I'm a 27 y.o. male living in the small but beautiful city of Dunedin, New Zealand. I work as an IT Applications Analyst, I'm also a christian and worship regularly at the Reformed Church of Dunedin. My hobbies include gaming, watching sports and recreational driving. I've also been giving golf a go for the last couple weeks for the sake of getting away from home for an hour each Saturday (and a little bit of exercise), but only on my own because I'm really bad at it! (30 over par after 9 holes)

I was in a happy relationship for about a year and a half - this ended about 3 years ago. I had never been with romantically involved with a girl before so it was an amazing time of my life. It ended mutually but it was because she had somehow lost her feelings for me. I wish I could move on and meet someone else, but I feel my religion (which for the most part I do take seriously) restricts my chances in this as there is no one available in my church, and my ex goes to the only other church in town that has similar teachings to my own, I can't really go there because I still have feelings for her and it wouldn't be a good idea to deliberately go where I would see her, especially since she is in a new relationship (which itself is a painful thought). Most people near my age in our denomination around the country coupled-off with each other over the last 5 years and I've sorta been left behind.

Nowadays I spend most of my free time at home and on the computer or watching TV and hiding from the world in general. Going to church each week is something that gets me away from home, as is the little bit of the afore-mentioned golf I'm playing, which is a small first step in trying to get out more. I don't really have any friends left as they've all moved on in their lives, either to different locations or into relationships (mostly both).

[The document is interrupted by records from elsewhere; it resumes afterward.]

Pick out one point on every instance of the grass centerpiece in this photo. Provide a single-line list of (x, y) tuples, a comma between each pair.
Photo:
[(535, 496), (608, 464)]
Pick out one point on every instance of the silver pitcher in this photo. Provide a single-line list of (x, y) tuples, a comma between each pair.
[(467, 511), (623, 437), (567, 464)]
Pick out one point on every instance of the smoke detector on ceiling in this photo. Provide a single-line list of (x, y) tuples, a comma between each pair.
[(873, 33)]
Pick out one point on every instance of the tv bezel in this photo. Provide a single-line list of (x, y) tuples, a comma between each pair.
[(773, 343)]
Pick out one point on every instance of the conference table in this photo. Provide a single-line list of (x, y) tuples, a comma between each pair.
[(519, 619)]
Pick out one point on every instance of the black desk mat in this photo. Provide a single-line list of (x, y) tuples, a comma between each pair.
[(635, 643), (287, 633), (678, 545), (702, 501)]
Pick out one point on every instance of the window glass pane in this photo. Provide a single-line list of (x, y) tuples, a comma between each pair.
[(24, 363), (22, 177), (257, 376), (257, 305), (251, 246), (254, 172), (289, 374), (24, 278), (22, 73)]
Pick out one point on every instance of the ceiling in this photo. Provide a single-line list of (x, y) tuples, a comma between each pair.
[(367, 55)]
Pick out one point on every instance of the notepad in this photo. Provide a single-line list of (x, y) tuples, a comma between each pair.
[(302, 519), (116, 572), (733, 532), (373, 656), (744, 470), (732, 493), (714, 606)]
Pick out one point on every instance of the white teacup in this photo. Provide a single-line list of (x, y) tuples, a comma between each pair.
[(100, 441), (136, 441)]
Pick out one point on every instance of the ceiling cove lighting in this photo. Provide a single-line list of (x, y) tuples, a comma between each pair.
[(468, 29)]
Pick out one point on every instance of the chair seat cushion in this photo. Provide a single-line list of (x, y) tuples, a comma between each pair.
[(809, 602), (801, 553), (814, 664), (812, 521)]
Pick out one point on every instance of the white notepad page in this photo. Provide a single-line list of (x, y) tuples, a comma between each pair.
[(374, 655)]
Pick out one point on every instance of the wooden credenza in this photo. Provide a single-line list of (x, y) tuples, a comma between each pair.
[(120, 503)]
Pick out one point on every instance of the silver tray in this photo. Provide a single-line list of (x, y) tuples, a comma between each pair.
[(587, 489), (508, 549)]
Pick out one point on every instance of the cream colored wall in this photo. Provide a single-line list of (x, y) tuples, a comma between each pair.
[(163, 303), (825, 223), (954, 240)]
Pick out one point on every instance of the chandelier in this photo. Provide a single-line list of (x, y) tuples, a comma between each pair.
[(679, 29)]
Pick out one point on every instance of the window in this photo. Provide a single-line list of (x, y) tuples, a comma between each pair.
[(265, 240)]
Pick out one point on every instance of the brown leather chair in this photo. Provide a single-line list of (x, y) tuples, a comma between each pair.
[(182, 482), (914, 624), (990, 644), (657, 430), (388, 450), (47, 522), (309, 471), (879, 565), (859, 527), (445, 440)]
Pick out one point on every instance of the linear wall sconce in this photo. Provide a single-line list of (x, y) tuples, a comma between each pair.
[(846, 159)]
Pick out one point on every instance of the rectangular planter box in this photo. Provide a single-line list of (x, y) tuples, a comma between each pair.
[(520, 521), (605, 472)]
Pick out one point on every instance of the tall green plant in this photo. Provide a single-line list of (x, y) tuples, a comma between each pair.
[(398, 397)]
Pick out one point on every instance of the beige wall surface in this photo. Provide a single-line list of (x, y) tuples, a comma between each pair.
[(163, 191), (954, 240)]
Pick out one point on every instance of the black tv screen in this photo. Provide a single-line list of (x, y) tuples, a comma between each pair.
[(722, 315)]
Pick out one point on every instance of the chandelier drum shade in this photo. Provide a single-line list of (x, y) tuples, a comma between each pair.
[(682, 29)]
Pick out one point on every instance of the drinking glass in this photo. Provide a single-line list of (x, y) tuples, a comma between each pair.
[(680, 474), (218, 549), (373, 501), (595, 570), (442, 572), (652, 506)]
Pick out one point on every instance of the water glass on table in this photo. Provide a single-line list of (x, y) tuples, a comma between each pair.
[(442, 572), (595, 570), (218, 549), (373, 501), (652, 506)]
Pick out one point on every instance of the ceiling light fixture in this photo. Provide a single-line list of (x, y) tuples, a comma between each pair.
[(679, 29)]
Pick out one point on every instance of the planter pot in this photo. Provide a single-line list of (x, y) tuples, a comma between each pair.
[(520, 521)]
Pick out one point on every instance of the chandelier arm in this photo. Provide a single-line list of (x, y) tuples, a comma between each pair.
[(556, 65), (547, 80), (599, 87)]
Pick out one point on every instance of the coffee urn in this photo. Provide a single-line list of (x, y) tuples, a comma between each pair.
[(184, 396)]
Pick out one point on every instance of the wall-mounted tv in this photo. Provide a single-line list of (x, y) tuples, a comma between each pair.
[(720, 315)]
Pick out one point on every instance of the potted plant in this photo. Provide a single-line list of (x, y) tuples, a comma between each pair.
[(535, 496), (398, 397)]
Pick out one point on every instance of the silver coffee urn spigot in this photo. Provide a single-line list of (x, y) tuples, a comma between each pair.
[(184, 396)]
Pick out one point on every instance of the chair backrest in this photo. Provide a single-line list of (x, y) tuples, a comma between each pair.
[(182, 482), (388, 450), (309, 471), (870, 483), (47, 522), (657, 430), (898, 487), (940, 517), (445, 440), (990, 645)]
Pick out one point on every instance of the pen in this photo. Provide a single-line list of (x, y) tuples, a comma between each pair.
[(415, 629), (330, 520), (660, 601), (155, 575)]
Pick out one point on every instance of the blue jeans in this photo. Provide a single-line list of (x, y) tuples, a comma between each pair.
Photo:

What do I want to get from this website? I just want to talk. For ages the only person I've had to talk to has been myself (yes, even out loud), and from what I've been reading here there seems to be many people who are going through experiences similar to mine. Certainly there are people who feel very lonely just like me and gathering in one place to share these feelings can only be a good thing. Who knows, sharing my thoughts and contributing might also be able to help others with what they're going through, and I like the sound of that idea too.

So hi!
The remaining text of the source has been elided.